Democratic congressional majorities rushed the stimulus bill through the legislative process over the last three weeks. Republicans asserted that they were effectively shut out.
Democrats maintained that they allowed Republicans to offer amendments at the committee level and on the Senate floor. The final bill was largely influenced by a Senate compromise that passed earlier this week and brought three Republicans on board.
Obama and Capitol Hill Democrats have made the bill a centerpiece of their efforts to pull the economy out of a recession.
“It’s a plan that will ignite spending by businesses and consumers, make the investments necessary for lasting economic growth and prosperity, and save or create more than 3.5 million jobs over the next two years,” Obama said at a White House event Friday.
The bill would sharply increase spending for those who are currently jobless. It provides a nine-month, 65 percent subsidy for COBRA premiums for people who lose their jobs between September 1, 2008, and December 31, 2009. The premiums average about $1,000 a month.
The cost of the COBRA provision is $24.7 billion and is estimated to help 7 million people.
Employer groups were relieved that the final bill did not include a measure that would have expanded COBRA coverage indefinitely for workers who are 55 or older or who have been with a company for 10 or more years.
The COBRA policy that was approved might increase health care costs for employers because those who maintain coverage tend to be sicker than the average population.
On the other hand, if the unemployed have some help in paying for health care, it would increase their job-hunting options, according to John Heins, senior vice president and chief human resources officer at Spherion Corp., a Fort Lauderdale, Florida, recruiting and staffing provider.
“It gives them more flexibility to take nontraditional jobs like temporary or contract assignments,” Heins said.

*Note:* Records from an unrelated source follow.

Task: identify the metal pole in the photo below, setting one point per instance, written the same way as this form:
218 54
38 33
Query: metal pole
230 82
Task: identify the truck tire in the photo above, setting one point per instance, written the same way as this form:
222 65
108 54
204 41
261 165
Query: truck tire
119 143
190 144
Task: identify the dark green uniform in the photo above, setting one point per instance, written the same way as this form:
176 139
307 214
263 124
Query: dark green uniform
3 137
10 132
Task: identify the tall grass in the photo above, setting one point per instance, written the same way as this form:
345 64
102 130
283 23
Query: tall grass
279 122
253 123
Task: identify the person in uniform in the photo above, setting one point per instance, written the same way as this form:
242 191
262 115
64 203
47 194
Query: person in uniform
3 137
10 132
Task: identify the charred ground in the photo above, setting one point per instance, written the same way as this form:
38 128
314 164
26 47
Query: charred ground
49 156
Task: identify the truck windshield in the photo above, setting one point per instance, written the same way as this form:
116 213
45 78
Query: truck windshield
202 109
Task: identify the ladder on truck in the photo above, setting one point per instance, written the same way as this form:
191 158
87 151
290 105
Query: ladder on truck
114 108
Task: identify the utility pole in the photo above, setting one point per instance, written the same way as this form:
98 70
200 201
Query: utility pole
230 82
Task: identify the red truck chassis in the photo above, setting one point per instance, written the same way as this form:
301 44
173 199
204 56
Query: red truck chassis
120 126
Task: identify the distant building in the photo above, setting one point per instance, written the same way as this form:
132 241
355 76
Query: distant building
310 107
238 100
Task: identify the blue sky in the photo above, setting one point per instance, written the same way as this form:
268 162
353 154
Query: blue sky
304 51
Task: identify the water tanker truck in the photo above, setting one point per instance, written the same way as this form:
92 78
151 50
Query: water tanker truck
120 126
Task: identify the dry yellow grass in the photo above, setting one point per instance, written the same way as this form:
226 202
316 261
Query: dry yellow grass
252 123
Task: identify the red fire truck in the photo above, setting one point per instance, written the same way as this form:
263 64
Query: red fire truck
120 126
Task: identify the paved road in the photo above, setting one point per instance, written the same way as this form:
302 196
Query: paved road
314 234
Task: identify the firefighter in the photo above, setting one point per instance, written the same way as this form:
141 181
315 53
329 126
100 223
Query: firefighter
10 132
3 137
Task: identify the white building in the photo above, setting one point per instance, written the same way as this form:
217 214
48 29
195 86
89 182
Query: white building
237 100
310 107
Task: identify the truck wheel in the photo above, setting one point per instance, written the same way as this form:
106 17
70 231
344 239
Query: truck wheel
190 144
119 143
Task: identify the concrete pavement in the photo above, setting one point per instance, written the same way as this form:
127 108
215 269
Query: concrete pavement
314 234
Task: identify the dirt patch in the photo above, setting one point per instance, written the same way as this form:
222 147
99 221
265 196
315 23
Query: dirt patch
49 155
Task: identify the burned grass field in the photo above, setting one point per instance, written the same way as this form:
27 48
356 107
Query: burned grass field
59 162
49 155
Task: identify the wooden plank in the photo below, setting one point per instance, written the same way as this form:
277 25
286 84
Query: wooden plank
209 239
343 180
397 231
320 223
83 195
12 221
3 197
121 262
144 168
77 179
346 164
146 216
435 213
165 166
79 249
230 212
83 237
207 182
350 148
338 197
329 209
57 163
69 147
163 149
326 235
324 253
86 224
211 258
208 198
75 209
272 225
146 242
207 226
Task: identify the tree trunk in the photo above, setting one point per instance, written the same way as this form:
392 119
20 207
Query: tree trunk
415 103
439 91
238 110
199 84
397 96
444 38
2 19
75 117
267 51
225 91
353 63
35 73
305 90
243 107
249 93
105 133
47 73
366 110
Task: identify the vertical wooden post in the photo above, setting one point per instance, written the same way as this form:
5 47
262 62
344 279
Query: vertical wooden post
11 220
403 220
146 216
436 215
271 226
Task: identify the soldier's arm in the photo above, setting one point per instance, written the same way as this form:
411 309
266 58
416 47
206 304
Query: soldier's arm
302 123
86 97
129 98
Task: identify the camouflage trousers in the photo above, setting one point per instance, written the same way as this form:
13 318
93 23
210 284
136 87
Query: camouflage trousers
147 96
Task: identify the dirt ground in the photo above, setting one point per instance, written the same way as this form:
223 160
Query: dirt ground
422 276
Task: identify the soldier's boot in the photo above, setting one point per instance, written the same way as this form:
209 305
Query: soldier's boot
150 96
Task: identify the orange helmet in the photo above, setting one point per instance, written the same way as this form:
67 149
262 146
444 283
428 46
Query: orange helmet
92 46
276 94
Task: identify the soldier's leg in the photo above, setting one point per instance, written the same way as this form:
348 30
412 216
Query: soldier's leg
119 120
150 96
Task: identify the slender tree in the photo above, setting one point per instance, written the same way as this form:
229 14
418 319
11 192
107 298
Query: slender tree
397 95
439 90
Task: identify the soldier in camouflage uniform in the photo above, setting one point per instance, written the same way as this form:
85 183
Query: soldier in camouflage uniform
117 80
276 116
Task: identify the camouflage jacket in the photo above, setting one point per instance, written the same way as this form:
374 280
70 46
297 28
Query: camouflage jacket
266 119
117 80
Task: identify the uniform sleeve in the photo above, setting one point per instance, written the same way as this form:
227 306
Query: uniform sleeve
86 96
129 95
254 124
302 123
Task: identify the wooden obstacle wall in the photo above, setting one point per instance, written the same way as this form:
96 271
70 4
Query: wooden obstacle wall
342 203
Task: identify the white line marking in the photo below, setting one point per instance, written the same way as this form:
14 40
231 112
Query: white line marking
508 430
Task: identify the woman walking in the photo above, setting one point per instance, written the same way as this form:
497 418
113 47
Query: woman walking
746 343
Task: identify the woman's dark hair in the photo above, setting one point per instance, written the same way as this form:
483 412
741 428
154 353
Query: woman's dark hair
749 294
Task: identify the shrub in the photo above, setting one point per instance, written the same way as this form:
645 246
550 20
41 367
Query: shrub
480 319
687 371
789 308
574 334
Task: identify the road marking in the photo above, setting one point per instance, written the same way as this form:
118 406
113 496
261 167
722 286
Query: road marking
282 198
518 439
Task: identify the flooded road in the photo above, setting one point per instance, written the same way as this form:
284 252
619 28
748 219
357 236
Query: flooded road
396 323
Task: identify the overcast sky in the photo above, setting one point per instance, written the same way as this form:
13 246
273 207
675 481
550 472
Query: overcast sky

But it’s hard to predict the effect of the COBRA subsidy. “It’s untested, and it’s unmodeled,” Heins said. “So who knows what will happen with it?”
Another way the bill helps the jobless is by extending unemployment benefits up to 33 weeks and increasing payments by $25 a week through 2009.
The measure also ushers in changes to unemployment policy. It would provide $7 billion to states to expand coverage for low-income and part-time workers. The total spending in the stimulus bill on unemployment insurance provisions is $40 billion.
But the cost could be borne in part by employers, potentially consuming money that might otherwise support new jobs, Heins said.
“Most companies only have a fixed [budget] for salaries and wages,” Heins said.
The House deliberation highlighted tension between those who argued the stimulus bill would put people to work and those who asserted it would only result in bigger government.
“The American people need action, and they need it now,” said House Speaker Nancy Pelosi, D-California. “After all the debate, this legislation can be summed up in one word: jobs.”
House Minority Leader John Boehner, R-Ohio, didn’t dispute that Congress should act to bolster the economy. But he doubted that the stimulus measure was the answer.
“A bill that was supposed to be about jobs, jobs, jobs has turned into a bill about spending, spending and spending,” Boehner said.